If the deduction claimed does not align with reported wage data, the IRS matching system may generate a mismatch notice.
What this means for you: Documentation matters. Estimates or unsupported calculations increase audit exposure.
3. Senior Deduction – Additional $6,000

Taxpayers age 65 and older may qualify for:
An additional $6,000 deduction ($12,000 for joint filers)
Phase-outs begin at:
$75,000 MAGI (single)
$150,000 MAGI (married filing jointly)
This deduction is claimed on Schedule 1-A and can significantly reduce taxable income — but eligibility must be calculated correctly to avoid triggering the IRS matching system.
What this means for you: Income planning near phase-out thresholds can preserve valuable deductions.
4. SALT Deduction Cap Increased to $40,000

The State and Local Tax (SALT) deduction cap has increased from $10,000 to $40,000.
This change may affect whether you should itemize or take the standard deduction.
Important considerations:
Phases out above $500,000 MAGI
Higher-income households may now benefit from itemizing
If reported deductions do not align with IRS data feeds from state and local authorities, the IRS matching system may flag discrepancies.
What this means for you: It is no longer safe to assume the standard deduction is optimal.
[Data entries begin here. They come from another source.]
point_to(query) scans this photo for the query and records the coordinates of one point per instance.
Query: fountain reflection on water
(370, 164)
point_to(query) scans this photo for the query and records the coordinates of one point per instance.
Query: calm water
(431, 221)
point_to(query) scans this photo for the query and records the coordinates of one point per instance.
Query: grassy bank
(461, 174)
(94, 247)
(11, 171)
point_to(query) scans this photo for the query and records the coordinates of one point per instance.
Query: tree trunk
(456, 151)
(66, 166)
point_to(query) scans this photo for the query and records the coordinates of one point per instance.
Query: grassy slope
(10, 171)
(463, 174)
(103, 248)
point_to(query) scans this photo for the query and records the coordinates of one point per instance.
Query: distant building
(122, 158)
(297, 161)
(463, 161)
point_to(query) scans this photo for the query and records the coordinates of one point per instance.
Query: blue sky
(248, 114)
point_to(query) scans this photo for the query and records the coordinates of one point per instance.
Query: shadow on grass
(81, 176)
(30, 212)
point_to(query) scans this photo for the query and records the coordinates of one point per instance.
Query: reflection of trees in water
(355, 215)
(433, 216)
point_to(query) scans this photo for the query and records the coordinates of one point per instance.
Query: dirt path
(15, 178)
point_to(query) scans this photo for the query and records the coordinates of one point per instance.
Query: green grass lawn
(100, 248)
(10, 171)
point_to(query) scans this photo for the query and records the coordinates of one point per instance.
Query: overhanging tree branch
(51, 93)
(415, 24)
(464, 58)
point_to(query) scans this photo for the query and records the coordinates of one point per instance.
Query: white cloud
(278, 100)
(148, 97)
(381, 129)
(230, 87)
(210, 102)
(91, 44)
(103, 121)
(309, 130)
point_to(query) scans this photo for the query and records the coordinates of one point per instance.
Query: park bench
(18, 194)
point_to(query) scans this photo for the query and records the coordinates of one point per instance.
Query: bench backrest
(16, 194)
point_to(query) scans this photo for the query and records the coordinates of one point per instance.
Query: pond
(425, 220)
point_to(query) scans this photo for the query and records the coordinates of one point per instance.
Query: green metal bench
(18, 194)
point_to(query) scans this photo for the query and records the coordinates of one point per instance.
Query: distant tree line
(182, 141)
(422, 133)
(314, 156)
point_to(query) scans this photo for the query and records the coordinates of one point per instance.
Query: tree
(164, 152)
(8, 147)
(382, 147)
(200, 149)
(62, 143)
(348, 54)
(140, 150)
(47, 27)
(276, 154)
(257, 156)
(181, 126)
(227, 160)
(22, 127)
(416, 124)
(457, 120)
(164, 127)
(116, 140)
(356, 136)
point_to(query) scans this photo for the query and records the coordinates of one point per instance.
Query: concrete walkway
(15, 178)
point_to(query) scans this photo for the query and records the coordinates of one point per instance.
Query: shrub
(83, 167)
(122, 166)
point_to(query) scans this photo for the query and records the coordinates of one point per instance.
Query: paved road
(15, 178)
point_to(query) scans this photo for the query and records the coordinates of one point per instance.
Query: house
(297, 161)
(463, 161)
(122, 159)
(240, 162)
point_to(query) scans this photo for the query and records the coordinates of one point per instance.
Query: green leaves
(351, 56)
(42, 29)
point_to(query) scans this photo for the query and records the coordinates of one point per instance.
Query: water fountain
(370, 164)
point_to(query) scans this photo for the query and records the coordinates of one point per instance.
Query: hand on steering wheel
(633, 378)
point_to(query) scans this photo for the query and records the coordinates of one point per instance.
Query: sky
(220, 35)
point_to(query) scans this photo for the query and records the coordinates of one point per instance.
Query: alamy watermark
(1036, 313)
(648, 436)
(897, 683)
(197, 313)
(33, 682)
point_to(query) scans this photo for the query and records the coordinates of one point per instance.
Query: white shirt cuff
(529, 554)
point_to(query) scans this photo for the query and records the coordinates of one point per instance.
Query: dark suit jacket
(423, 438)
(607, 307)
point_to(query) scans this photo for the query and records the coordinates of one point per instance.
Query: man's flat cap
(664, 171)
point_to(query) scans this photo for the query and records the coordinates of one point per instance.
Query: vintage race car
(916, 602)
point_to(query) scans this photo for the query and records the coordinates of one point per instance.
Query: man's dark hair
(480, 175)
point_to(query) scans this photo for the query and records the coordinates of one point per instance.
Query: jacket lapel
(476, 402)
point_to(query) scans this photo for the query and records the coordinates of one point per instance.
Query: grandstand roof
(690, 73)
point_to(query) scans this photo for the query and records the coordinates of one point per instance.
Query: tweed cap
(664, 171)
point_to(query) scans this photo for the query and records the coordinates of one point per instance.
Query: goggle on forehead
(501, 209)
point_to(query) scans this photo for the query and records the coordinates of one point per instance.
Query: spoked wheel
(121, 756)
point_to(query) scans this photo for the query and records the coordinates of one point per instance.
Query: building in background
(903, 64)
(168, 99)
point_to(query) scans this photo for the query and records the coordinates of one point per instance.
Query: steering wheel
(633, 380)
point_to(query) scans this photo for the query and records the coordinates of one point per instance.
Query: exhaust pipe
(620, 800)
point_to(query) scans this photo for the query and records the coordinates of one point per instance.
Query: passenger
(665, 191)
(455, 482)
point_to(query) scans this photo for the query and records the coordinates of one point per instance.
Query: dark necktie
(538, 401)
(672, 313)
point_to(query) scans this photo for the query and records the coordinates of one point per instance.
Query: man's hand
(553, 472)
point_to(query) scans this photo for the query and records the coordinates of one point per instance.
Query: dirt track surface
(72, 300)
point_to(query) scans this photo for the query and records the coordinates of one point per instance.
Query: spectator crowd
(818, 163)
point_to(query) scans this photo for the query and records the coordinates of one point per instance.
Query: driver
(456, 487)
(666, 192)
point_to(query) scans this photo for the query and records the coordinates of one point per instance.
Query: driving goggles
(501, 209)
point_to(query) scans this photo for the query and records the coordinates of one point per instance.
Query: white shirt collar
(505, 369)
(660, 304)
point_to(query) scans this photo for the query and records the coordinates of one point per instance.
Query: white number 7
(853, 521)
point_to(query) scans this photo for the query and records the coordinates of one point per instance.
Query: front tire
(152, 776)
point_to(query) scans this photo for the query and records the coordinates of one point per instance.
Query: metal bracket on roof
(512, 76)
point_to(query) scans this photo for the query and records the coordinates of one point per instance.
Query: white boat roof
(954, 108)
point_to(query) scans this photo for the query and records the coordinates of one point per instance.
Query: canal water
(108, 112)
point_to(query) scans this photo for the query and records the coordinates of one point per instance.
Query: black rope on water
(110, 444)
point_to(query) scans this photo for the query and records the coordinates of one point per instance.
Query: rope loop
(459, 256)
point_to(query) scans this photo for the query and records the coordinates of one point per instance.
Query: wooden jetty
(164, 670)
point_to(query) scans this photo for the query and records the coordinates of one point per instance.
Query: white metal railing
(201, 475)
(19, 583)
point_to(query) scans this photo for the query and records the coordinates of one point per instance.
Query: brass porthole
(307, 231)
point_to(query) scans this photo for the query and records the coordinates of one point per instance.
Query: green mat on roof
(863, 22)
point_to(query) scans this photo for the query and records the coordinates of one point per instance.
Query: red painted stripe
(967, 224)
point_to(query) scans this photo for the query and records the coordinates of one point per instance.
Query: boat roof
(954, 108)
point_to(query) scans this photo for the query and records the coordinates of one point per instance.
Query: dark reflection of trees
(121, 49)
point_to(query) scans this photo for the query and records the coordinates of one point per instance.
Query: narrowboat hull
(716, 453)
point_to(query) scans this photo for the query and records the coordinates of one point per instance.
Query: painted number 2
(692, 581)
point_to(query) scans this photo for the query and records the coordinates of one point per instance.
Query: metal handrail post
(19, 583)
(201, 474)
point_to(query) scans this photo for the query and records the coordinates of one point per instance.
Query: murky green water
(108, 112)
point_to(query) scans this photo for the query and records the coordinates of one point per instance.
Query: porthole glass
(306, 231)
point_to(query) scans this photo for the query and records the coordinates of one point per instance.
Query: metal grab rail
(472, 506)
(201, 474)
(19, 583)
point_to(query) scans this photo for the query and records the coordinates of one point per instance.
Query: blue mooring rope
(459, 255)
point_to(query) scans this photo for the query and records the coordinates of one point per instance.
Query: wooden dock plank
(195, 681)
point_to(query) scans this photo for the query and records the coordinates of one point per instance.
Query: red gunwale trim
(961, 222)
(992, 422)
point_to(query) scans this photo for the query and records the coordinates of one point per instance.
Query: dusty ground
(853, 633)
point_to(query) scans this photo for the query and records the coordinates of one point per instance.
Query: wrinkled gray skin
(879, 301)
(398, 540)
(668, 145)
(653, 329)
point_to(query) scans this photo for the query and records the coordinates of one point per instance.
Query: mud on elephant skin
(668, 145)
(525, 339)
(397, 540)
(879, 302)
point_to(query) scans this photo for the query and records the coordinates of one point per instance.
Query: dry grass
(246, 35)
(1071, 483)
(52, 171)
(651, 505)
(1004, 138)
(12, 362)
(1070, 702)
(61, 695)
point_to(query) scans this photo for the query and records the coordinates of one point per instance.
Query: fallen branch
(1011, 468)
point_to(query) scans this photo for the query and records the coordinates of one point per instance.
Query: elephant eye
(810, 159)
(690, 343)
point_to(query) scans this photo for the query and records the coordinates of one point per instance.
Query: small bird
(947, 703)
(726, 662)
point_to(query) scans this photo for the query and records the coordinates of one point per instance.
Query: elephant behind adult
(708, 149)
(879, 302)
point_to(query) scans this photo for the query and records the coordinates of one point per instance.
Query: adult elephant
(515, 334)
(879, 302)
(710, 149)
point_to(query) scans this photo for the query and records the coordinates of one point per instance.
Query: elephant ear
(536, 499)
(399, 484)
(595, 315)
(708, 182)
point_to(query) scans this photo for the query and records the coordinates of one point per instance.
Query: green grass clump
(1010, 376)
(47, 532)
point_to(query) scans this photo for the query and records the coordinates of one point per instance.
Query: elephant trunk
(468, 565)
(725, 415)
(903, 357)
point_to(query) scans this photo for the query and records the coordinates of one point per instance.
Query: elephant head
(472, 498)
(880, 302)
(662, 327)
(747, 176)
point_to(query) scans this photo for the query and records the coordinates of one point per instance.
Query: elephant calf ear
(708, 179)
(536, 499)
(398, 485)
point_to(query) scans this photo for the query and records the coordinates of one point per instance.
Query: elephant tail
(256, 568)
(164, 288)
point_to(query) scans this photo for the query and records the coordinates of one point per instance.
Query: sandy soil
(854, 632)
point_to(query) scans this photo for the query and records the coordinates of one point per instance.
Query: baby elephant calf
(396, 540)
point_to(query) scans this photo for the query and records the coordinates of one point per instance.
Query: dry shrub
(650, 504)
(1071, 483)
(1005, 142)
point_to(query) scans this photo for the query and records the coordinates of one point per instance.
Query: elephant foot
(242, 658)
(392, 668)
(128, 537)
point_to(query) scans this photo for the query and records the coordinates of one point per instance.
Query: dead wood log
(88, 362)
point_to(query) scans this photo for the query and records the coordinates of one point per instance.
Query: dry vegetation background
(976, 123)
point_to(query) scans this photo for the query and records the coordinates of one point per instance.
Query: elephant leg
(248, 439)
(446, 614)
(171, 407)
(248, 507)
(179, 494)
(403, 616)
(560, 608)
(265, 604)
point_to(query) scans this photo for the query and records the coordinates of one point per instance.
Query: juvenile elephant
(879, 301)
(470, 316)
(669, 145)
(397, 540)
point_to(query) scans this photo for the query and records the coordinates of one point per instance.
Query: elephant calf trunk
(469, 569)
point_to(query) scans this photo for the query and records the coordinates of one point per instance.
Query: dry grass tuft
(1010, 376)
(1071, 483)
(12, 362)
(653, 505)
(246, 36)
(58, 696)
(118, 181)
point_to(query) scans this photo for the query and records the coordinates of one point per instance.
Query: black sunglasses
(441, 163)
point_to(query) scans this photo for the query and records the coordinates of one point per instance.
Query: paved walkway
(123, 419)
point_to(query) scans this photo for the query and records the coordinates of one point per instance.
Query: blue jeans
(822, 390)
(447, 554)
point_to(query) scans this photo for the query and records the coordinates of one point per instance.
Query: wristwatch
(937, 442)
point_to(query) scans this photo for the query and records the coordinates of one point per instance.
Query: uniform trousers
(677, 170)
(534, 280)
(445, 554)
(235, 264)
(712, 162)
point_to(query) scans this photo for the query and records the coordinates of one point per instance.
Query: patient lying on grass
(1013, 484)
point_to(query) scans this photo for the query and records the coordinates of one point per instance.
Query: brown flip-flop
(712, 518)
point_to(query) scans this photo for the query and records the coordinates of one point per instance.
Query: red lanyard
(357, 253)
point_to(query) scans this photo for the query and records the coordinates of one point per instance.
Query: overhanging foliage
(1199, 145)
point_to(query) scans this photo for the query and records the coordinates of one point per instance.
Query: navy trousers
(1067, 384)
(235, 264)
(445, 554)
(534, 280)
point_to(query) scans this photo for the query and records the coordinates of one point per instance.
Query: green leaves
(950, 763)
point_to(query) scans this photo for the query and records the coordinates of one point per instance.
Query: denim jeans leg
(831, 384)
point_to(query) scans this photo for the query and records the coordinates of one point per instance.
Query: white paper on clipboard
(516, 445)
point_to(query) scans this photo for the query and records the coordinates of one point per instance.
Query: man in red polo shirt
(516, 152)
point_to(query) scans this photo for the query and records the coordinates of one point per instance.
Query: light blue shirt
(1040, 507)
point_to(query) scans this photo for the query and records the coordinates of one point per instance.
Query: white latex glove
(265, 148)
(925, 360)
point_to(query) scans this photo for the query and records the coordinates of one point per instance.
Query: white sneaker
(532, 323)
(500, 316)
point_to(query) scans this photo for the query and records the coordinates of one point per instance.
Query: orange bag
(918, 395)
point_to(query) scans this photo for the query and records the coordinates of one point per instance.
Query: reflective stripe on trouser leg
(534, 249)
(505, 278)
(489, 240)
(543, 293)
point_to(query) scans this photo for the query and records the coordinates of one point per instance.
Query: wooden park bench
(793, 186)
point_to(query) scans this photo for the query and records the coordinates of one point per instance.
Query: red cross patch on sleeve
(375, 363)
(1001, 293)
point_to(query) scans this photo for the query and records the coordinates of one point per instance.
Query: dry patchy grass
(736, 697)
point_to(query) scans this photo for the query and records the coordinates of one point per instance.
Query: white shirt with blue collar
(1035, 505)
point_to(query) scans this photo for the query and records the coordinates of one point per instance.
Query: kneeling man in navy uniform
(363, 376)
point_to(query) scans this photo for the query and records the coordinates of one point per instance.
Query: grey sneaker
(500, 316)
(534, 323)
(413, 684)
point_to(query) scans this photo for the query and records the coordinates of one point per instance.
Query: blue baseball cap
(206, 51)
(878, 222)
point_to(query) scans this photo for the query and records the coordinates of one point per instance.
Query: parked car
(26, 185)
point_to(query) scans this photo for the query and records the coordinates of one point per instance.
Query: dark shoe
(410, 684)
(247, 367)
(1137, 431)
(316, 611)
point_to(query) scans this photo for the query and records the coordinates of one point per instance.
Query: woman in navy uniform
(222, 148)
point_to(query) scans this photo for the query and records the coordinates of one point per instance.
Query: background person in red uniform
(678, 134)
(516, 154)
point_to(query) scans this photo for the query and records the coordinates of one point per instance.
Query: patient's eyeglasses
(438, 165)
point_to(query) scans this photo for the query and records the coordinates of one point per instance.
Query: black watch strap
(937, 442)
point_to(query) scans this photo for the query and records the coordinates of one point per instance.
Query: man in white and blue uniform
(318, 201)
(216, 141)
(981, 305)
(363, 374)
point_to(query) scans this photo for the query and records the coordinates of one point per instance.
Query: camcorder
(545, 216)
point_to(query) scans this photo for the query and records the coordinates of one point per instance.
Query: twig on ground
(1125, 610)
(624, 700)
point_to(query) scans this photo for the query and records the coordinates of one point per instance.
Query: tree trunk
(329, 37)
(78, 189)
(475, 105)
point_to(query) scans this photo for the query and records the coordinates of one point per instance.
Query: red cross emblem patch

Strategic recalculation is necessary.
Understanding How the IRS Matching Process Works
Every W-2, 1099, and 1099-DA issued to you is also transmitted directly to the IRS.
The IRS matching system compares:
Third-party reporting
What you report on your return
If the numbers do not match, the system generates a notice — often before a human ever reviews your return.
Importantly:
A missing form does not automatically mean missing income. It means a mismatch.
Even minor inconsistencies can result in CP2000 notices and additional documentation requests.
Why This Matters in 2025
The IRS increasingly relies on automation rather than manual review. That means compliance now depends on precision, documentation, and alignment with third-party reporting.
In 2025, risk areas include:
Digital asset sales
Tip and overtime deductions
Senior deduction eligibility
SALT deduction calculations
Understanding the IRS matching system is no longer optional — it is essential for proactive tax planning.